The Notch signaling pathway is activated after Spinal Cord Injury, leading to hypomyelination in the dorsolateral prefrontal cortex (dlPFC), and DAPT can inhibit the Notch signaling pathway and improve mechanical and thermal hyperalgesia thresholds. These findings provide a new target for the treatment of neuropathic pain caused by SCI 1).
A study aimed to explore the cognitive function changes by rTMS over the bilateral dorsolateral prefrontal cortex (DLPFC) in Alzheimer's disease (AD). We evaluated the feasibility of rTMS application for mild cognitive dysfunction in patients with AD in an open-label trial (UMIN000027013). An rTMS session involved 15 trains at 120% resting motor threshold on each side (40 pulses/train at 10 Hz). Efficacy outcome measures were changes from baseline in cognitive function, assessed based on the AD Assessment Scale-cognitive subscale, Mini-Mental State Examination, Japanese version of Montreal Cognitive Assessment (MoCA-J), Behavioral and Psychological Symptom of Dementia, and Instrumental Activity of Daily Living scores. Sixteen patients with AD underwent five daily sessions of high-frequency rTMS over the bilateral DLPFC for 2 weeks. All participants completed the study; no major adverse effects were recorded. The MoCA-J score increased by 1.4 points (±0.15%) following 2 weeks of stimulation. At 1 month following rTMS cessation, all cognitive functional scores returned to the original state. Our findings suggest that the DLPFC plays an important role in the neural network in AD 2).

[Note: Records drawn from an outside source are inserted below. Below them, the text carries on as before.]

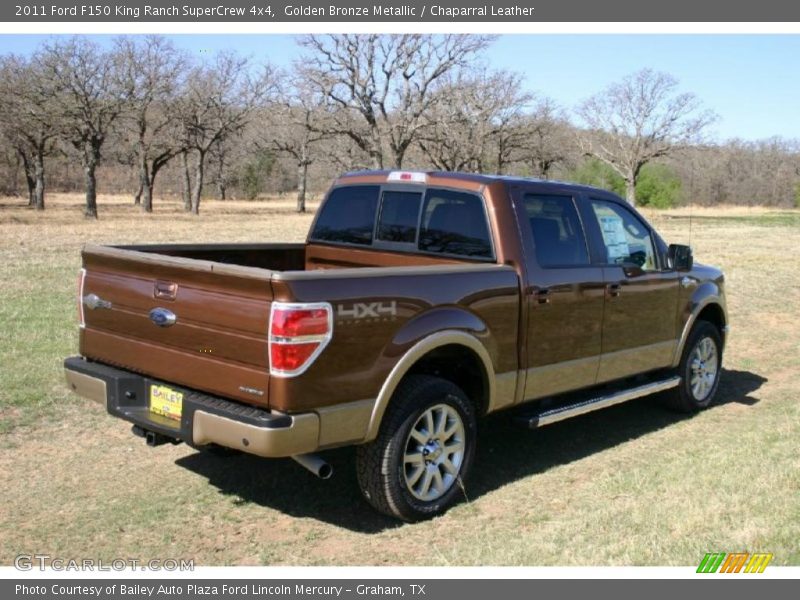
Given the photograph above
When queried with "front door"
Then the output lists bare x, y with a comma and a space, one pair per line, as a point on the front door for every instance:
639, 325
564, 295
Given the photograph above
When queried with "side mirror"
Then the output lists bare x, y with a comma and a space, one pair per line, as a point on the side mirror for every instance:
679, 257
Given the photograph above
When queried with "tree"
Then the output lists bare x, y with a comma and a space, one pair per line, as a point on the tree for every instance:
153, 70
27, 111
298, 123
549, 141
383, 85
89, 95
658, 186
218, 102
638, 119
475, 119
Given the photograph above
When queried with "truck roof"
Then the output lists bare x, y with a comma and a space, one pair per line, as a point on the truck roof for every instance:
476, 178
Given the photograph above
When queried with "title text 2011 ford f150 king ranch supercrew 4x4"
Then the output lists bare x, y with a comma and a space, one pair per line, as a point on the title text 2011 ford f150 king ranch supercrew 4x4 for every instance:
419, 303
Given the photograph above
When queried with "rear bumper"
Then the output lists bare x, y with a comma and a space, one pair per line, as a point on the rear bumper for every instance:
204, 419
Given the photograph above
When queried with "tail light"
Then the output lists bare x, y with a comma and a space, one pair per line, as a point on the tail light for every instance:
81, 280
298, 333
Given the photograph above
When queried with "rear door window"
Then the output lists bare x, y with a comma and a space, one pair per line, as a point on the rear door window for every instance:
557, 232
454, 223
348, 215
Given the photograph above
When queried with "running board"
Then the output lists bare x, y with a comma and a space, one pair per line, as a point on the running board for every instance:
560, 413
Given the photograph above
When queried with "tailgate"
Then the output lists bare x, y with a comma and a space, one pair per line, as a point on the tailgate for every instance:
218, 340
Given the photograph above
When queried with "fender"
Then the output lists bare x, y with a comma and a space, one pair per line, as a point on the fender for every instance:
417, 351
707, 293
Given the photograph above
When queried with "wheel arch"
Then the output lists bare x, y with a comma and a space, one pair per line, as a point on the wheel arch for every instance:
439, 349
707, 304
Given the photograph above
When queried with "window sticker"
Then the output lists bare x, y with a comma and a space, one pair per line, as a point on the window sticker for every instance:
614, 237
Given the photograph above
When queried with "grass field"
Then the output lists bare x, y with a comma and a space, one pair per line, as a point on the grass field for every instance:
632, 485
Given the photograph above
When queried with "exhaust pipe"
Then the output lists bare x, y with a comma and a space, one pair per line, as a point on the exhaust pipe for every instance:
315, 464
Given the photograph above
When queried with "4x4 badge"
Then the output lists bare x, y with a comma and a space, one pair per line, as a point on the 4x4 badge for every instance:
163, 317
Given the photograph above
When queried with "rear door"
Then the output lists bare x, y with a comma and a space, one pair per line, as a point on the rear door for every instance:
639, 326
194, 323
563, 293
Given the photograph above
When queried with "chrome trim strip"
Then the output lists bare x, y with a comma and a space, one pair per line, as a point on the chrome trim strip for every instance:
566, 412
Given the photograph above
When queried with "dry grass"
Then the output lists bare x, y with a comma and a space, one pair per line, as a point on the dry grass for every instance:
631, 485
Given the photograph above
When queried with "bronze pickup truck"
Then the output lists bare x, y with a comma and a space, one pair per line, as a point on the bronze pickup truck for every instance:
419, 303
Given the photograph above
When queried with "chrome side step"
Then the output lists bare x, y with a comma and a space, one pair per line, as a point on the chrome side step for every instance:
560, 413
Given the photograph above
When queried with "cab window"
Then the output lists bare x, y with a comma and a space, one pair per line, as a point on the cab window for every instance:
557, 232
626, 239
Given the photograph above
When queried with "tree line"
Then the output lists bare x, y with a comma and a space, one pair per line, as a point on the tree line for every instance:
142, 110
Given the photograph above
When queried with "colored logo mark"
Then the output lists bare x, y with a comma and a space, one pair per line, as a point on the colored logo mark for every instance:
734, 562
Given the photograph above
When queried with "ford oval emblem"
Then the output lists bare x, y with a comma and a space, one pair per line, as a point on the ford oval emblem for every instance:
163, 317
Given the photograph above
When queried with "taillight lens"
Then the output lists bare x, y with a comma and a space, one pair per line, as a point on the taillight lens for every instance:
298, 333
81, 280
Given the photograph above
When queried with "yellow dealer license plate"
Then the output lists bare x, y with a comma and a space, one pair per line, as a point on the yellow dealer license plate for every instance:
166, 402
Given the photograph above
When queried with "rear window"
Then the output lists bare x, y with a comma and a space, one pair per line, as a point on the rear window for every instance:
399, 216
348, 215
441, 222
454, 223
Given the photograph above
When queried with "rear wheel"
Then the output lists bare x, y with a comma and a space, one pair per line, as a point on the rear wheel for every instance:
699, 369
417, 465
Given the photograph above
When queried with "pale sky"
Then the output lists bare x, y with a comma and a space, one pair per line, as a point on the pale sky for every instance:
751, 81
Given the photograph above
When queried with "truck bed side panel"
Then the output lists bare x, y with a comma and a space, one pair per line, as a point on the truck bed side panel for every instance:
373, 311
218, 343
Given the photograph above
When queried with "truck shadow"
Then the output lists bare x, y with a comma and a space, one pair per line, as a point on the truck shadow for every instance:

Intermittent theta-burst stimulation (iTBS), a novel repetitive transcranial magnetic stimulation (rTMS) technique, appears to have antidepressant effects when applied over left dorsolateral prefrontal cortex (DLPFC). However, its underlying neurobiological mechanisms are unclear. Proton magnetic resonance spectroscopy (Proton magnetic resonance spectroscopic imaging) provides in vivo measurements of cerebral metabolites altered in major depressive disorder (MDD) like N-acetyl-aspartate (NAA) and choline-containing compounds (Cho).
Zavorotnyy et al. used MRS to analyze the effects of iTBS on the associations between the shifts in the NAA and Cho levels during therapy and MDD improvement.
In-patients with unipolar MDD (N = 57), in addition to treatment as usual, were randomized to receive 20 iTBS or sham stimulations applied over left DLPFC over four weeks. Single-voxel Proton magnetic resonance spectroscopic imaging of the anterior cingulate cortex (ACC) was performed at baseline and follow-up. Increments of concentrations, as well as MDD improvement, were defined as endpoints. They tested a moderated mediation model of effects using the PROCESS macro (an observed variable ordinary least squares and logistic regression path analysis modeling tool) for SPSS.
Improvement of depressive symptoms was significantly associated with a decrease of the Cho/NAA ratio, mediated by NAA. iTBS had a significant moderating effect enhancing the relationship between NAA change and depression improvement.
These findings suggest a potential neurochemical pathway and mechanisms of antidepressant action of iTBS, which may moderate the improvement of metabolic markers of neuronal viability. iTBS might increase neuroplasticity, thus facilitating normalization of neural circuit function 3).